Türkiye can celebrate successes in building up its own armaments industry, but not everything comes from its own production. Furthermore, many key components have to be supplied. This is also evident in the case of the Altay main battle tank with its long history of development. The core of the tank is based on the South Korean model “K2 Black Panther” from the manufacturer Hyundai Rotem. The Asians are already among the world leaders in tank building. For example, Poland has recently ordered the K2 from Hyundai to expand its tank fleet not only in the US, but also.

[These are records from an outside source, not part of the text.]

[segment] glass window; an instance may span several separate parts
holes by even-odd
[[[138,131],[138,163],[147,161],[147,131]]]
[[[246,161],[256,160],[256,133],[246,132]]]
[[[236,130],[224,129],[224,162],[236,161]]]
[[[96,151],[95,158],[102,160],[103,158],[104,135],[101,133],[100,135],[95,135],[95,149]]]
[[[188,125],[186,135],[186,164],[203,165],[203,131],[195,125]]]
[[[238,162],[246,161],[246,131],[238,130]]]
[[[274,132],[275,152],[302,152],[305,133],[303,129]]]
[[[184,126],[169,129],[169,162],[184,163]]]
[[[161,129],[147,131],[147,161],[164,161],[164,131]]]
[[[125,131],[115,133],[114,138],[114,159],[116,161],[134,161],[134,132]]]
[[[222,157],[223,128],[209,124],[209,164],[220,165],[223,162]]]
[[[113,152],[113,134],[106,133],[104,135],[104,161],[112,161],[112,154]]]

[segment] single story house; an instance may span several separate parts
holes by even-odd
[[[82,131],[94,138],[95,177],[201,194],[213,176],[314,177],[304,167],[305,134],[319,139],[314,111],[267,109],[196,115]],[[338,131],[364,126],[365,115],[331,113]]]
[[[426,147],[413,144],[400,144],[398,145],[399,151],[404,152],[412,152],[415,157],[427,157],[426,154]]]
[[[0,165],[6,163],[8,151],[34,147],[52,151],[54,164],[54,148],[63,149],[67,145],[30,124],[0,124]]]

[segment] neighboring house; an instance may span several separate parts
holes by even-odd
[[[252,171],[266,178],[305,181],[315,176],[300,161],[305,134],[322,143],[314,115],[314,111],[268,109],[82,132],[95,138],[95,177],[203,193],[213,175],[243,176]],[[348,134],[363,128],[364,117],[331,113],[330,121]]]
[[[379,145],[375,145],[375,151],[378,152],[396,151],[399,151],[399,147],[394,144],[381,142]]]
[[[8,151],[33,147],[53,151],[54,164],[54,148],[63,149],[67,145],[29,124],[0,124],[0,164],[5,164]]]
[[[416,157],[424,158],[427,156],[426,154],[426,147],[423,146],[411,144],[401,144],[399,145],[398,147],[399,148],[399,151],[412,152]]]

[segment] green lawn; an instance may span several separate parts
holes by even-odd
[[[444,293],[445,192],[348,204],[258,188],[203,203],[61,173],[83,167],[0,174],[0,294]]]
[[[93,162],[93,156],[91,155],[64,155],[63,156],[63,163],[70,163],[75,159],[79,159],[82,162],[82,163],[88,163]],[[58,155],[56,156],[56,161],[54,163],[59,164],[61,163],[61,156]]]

European partners from the armaments industry were also involved in the development, for example Rheinmetall from Düsseldorf in Germany. However, the cooperation was quickly terminated because the German armaments giant did not receive an export license for key components from the German government. Companies like the British Rolls Royce also said goodbye to the armament project, although their technology was also installed in the first prototypes. The upswing in the Turkish armaments industry is therefore also closely linked to the sanctions and arms embargoes imposed by NATO states against Türkiye, which itself belongs to the western defense alliance, as a reaction to the bloody civil war against the Kurdish PKK, which has since been banned. Because the other states did not deliver any key technology for new armaments projects, Erdogan had to tap other sources. The first models of the Turkish main battle tank Altay get an engine from South Korea.
Even if President Erdogan’s goal of making Türkiye one of the ten leading economic nations is clearly missed, numerous projects will be completed or at least advanced by the anniversary on October 29th, most of which the Turks are proud of. According to Erdogan, this should include the domestic armaments industry in particular. The devastating earthquake catastrophe in eastern Türkiye and the Erdogan government’s responsibility in dealing with it can now confuse Erdogan’s plans. He can now be even less sure that he will use prestige objects to publicize his personal future, investing heavily in the armaments industry while tens of thousands of his compatriots have lost their lives.